Greetings everyone,
Data classification methods are the name of the game this week. this is a part of our next couple of modules which are investigating different types of thematic maps. For this week though we aren't focusing as much on the thematic type, but the data classification methodology used to display the data set. Additionally, we continue to build upon the design principles of the previous modules. The key learning objectives though revolve around demonstrating differences between the 4 different methods presented below.
The subject area is Miami Dade County in southern Florida with the subject matter being the percentage of population above age 65 per census tract. Also, the raw number of members above age 65 normalized by square mile is also presented.
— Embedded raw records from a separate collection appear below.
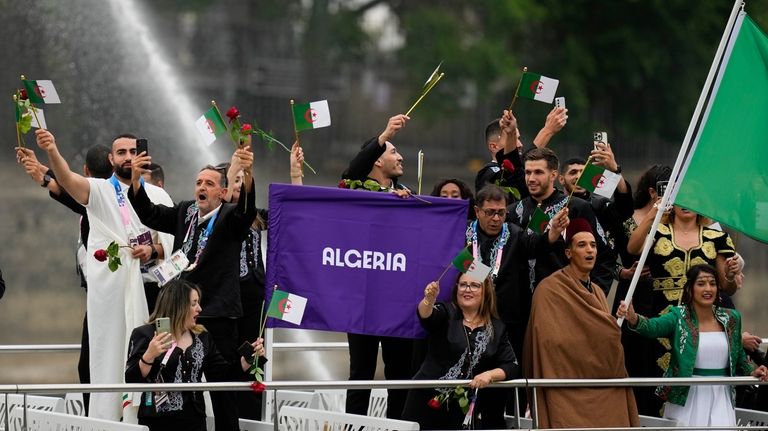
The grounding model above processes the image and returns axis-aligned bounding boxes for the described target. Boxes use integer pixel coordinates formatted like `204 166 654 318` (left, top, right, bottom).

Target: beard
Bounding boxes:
115 166 131 180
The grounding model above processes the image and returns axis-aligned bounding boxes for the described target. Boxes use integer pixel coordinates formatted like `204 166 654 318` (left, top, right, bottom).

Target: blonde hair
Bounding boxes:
147 280 205 335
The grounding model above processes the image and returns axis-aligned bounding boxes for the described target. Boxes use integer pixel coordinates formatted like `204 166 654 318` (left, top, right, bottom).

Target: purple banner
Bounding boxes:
267 184 468 338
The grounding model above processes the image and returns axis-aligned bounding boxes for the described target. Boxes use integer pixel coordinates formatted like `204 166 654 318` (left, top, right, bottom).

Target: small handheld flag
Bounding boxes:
576 163 621 198
195 106 227 145
528 207 550 234
24 106 48 129
443 247 491 281
267 289 307 325
517 72 560 103
21 78 61 105
293 100 331 132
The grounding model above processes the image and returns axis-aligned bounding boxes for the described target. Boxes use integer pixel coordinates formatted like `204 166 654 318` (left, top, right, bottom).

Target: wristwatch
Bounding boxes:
40 172 53 188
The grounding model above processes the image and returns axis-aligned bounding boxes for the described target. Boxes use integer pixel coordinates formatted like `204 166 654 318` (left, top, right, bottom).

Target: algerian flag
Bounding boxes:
673 12 768 242
24 106 48 129
528 207 549 234
576 163 621 199
453 247 474 272
424 61 443 91
293 100 331 132
22 79 61 104
517 72 560 103
267 289 307 325
195 106 227 145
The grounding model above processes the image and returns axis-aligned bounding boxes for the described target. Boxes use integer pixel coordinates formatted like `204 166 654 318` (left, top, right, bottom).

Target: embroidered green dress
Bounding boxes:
647 223 736 371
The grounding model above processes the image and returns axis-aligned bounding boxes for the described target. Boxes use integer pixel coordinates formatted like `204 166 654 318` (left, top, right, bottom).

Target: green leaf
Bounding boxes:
19 113 32 134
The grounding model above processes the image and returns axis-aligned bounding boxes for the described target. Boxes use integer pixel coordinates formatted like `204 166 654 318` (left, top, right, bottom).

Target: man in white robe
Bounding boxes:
36 129 173 420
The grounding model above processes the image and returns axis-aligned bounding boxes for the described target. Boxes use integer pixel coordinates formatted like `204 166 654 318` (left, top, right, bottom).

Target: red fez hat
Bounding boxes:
565 218 595 243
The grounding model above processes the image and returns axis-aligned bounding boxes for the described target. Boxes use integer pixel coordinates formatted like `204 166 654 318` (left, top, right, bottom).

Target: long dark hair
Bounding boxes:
682 264 722 307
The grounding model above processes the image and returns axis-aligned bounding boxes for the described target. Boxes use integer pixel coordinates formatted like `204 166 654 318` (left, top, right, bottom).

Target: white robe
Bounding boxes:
85 178 173 421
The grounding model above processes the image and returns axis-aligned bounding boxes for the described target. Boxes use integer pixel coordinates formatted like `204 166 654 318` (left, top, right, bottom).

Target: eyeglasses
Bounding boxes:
458 281 483 292
481 208 507 218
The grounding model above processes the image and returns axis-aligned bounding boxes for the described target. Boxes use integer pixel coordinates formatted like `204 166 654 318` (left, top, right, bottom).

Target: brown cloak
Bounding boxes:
523 266 639 428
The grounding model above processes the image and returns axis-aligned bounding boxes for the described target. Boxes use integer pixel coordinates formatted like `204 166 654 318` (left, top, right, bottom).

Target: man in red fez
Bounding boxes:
523 218 639 428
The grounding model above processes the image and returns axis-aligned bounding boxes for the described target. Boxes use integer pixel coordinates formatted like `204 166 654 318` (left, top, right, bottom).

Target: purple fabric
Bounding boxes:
267 184 468 338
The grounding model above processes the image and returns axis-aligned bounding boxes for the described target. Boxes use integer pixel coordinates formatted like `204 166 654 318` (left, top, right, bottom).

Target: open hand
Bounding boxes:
379 114 411 145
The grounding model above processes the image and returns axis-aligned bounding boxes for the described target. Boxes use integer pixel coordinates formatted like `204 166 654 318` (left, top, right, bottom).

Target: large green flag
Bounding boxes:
675 12 768 242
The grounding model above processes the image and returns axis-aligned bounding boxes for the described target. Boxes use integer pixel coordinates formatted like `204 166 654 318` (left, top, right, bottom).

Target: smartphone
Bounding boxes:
237 341 254 364
656 181 669 197
155 317 171 334
136 138 149 155
592 132 608 153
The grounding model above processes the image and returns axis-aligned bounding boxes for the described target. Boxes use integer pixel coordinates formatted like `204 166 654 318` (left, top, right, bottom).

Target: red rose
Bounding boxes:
427 397 441 410
93 248 107 262
227 106 240 123
501 159 515 174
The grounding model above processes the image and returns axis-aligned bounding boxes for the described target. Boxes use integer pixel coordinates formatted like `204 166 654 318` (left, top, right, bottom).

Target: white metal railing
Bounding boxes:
0 341 349 353
0 377 766 431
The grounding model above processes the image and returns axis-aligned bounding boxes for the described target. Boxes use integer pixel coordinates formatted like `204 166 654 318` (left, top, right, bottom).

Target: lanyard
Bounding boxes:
184 210 221 271
467 220 509 278
109 174 144 242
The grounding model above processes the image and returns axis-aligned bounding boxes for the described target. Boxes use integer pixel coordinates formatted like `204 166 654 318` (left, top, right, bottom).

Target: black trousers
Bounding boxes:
197 317 240 431
346 334 413 419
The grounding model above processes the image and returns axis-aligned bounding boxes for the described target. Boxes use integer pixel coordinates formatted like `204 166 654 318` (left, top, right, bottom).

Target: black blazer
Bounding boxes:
128 182 256 317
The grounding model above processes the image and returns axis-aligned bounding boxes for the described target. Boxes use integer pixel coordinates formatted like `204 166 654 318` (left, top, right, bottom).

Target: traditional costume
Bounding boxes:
523 219 639 428
634 305 755 426
85 175 173 421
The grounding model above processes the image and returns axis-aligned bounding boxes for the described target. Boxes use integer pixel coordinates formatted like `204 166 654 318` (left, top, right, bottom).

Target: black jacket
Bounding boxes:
125 325 264 417
128 182 256 317
509 189 616 295
341 136 406 189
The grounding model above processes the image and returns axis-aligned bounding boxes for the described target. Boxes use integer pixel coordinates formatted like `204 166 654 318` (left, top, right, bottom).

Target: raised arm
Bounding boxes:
341 114 410 180
35 129 91 205
290 141 304 186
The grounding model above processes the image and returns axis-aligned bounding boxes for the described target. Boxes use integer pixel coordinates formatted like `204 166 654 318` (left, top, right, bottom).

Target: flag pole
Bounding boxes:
436 263 453 283
564 156 592 207
288 99 304 177
405 72 445 117
508 66 528 112
416 150 424 195
616 0 742 326
13 94 24 148
21 75 43 129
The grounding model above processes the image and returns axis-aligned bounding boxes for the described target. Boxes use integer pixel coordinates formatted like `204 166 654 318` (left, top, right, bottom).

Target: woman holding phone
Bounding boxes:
125 280 266 431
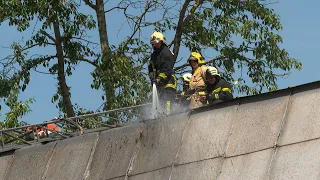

Before we look into those, a touch on the 4 classification methods.
Equal Interval - This
classification method takes the range of data values (Max – Min Value) and
divides it by the desired number of classes. For example, values of 0 to 100
with 5 desired classes would equate to each class representing an increment of
20. One thing this doesn’t take into account is how the data is distributed
along a number line. It could result to classes with no values in them, and
classes with large amounts of values compared to the others. However there are
no gaps in the legend, but there may be some visual gaps if there are segments
without values.
Quantiles - This
classification method separates your data into an equal number of observations
per class. First, the data is rank ordered from lowest to highest or vice versa
and then observations are dispersed into your classes until all classes hold an
equal amount of observations in the ascending or descending order. One
potential problem is that this method does not take into account data
clustering or the natural break points observed as you can see when placing the
data on a number line. A positive is that there will be no empty classes within
your map.
Standard Deviation - This
classification method is best for data which is approximately normally
distributed along the number line. Provided the data follows the bell curve
model or rather has roughly equal amounts of data along both sides of the mean
it will represent well. One problem if the data is not equally distributed is
that you’re likely to have a skewed presentation with empty or misrepresented
color classes.
Jenks Natural Breaks - This classification method also takes into account where the data is
along the number line, but tries to group data items based on where they occur
most frequently. This attempts to group like values together and unlike values
in separate classes through a best fit algorithm.
Presentation 1.
Presentation 2.
Discussing the two approaches above I came to the following conclusion. Utilizing the population above age 65, normalized by square mile provides
a more accurate picture of this population. A similar argument as to the question
8 can be made for this normalized view of the data. The Jenks Natural Breaks
method is still the most desirable due to how it captures the highest data
class. The information that is more useful here is that it can show you an
actual accounting of how many citizens could be reached per tract. In this
case, the central area has tracts that mostly contain 3500 – 7120 people. This
could then also be used to judge return on investment from discussions with
this demographic.
This method also eliminates some of the skewed nature of some of the
surrounding tracts. With the number of individuals being presented you can better
account for actual tract population for the desired demographic. With the
percentage method you could have a much smaller population in total for a
tract, but the senior citizen population be a larger percentage. For example, a
tract with 100 people in it, 60 of which are senior citizens, would show in the
highest percentage class for the percent method. However, a tract with 1000
people and only 300 seniors, would show a lower percentage total, but by the
number method would be more valuable to target.